At the start, the movement was a loose collection of blogs with no clear message or plan. However, things began coming into focus when the very first pro-Feingold blogger-- a guy in Missouri named Dan-- wrote a piece titled "Forward With Feingold." He eloquently set the tone of our message by drawing from Wisconsin's state motto, and further helped us focus our attention on 2008. You can't win anything by refighting old battles. You've got to look forward to the next opportunity to convince voters that your candidate is the right guy for the job. Always move forward.

And so, I now look forward to 2008 here in Michigan's 7th District.

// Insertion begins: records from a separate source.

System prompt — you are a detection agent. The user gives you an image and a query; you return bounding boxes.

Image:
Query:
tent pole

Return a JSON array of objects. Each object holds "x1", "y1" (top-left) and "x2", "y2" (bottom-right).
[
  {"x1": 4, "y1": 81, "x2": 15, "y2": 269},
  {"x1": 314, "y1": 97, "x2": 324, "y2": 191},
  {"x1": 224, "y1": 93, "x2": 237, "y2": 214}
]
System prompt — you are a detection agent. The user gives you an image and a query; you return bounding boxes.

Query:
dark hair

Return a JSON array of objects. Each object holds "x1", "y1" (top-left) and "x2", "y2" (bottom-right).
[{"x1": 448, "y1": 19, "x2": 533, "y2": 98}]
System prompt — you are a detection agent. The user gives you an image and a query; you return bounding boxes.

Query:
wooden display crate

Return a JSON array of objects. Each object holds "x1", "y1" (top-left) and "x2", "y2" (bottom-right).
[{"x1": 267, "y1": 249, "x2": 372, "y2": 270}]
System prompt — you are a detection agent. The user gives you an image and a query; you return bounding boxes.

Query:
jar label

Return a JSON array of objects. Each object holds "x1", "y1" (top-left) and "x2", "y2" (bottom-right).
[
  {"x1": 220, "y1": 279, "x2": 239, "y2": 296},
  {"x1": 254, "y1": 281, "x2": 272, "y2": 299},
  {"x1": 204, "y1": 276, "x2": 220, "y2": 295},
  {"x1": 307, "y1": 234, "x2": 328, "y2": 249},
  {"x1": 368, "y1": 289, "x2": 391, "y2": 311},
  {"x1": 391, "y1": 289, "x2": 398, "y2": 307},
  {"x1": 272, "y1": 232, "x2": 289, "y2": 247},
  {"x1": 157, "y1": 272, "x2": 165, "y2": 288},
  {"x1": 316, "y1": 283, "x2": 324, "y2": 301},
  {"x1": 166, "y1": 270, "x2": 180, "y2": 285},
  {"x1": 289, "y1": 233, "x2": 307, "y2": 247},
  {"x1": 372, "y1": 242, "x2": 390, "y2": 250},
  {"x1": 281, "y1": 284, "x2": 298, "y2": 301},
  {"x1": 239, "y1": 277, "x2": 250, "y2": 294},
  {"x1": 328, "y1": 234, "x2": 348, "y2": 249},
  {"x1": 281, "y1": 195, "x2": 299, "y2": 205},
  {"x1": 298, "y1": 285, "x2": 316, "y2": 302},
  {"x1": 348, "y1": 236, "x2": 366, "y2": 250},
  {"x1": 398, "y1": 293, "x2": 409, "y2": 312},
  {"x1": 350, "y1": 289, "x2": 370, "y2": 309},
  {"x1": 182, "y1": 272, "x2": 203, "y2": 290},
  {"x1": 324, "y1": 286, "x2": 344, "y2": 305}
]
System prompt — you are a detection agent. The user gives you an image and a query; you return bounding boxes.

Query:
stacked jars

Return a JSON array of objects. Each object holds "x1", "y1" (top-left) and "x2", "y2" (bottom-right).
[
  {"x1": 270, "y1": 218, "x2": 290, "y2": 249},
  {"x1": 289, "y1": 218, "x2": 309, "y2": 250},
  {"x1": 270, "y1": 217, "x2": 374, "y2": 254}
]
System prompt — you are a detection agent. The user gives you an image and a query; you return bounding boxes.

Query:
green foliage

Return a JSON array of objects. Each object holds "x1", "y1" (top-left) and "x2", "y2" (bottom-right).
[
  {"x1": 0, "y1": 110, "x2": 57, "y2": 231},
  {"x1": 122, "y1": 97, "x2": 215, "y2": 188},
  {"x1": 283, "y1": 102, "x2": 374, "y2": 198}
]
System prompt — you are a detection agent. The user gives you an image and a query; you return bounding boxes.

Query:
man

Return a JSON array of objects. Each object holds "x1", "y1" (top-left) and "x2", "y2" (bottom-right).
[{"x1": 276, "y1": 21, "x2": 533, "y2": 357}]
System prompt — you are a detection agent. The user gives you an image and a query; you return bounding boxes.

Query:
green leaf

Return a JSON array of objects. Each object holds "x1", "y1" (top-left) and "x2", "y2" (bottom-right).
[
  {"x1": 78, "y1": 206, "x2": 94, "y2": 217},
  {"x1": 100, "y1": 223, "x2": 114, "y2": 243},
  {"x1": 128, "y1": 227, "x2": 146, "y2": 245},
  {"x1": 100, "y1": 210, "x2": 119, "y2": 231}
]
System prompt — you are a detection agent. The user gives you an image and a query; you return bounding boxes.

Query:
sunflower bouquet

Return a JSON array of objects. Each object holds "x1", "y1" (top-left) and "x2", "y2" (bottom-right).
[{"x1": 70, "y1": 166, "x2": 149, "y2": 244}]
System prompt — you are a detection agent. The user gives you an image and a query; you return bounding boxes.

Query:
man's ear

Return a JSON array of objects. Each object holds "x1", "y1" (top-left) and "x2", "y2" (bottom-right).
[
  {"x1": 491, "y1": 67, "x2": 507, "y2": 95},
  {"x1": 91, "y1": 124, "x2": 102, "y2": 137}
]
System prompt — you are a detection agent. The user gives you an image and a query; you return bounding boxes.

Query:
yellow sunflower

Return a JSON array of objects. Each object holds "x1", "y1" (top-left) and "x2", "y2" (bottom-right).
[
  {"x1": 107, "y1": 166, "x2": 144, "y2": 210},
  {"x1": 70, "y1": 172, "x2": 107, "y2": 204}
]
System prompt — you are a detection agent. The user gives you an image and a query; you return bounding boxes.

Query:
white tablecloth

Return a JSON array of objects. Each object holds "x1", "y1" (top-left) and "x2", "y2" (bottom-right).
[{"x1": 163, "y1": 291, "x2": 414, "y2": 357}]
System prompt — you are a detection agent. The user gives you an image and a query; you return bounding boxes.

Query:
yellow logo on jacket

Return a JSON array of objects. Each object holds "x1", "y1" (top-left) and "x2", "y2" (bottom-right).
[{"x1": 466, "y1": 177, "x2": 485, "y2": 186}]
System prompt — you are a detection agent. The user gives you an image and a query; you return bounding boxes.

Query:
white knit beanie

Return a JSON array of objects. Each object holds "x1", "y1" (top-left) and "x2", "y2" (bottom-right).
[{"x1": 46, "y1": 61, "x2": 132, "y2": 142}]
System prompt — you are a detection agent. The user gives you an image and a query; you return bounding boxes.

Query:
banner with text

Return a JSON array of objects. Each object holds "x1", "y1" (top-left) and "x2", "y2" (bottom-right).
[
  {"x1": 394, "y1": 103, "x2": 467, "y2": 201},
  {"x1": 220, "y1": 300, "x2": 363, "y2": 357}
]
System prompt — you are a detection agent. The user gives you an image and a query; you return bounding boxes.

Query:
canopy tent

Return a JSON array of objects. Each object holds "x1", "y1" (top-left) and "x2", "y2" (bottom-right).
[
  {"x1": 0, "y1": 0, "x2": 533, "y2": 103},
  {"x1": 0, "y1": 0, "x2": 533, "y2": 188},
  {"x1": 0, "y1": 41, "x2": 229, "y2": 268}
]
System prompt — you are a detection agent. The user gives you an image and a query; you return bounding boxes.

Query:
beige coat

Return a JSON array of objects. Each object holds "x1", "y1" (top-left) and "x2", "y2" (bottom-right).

Below is a list of potential Democratic candidates to run against Tim Walberg. Some might say that it's too early to start this speculation, and those who say that would be right. Consider this a "rough draft" for the 2008 field, looking only at the names that are prominent now. A lot will change. This is just playful speculation. I'm certain that plenty of the names I list below aren't interested.

So, here are the possibilities that currently come to mind:

Previous Candidates

Sharon Renier - If she runs again in 2008, it'll be her third attempt at the office (and run total for elective office). Will she run? On Election Night, that's what it looked like she'd do, but a lot can change in two years. In my previous post on the 2006 results, one comment caught my attention:
Renier was in her 3rd run for office, raised no money and changed her position on a reproductive choice. She failed to reach out to any of the active democrats in the district and it apprears she is not a dues paying member of the democratic party. Her drop off from Granholm was consistently 1,400 - 3,000 votes, less than half of which went to Walberg. You don't show the drop-off in Washtenaw, who's western end is trending democratic. You might like her but she is not credible as a congressional candidate.
It may be true that I was a little too friendly to Renier in my look back, so I'll say this: Renier ran behind a gubernatorial candidate that was under constant attack, had atrocious fundraising, was up against a divisive far-right Republican yet still lost, and, at times, her rhetoric was as divisive as Tim Walberg's.

That said, it's not fair to say she wasn't credible. She out-performed any recent Democratic candidate for the office with a campaign which was run with a few thousand dollars and a lot of hard work. With a strong campaign apparatus, she could easily win. Is she the best choice? We'll have to see what happens.

Fred Strack - Veteran of the US Navy and Ford employee, Strack finished second in the 2006 Democratic primary. He's got a good resumé and had a good message, but (like all the Democratic candidates) was drowned out by the tough GOP primary. There's no clear indication that he'd run again, but he's certainly a possibility.

Daryl Campbell - Army veteran and Washtenaw County police officer, Campbell finished third. His campaign never really seemed to get off the ground, but some suggested he might be a "rising star" of the district.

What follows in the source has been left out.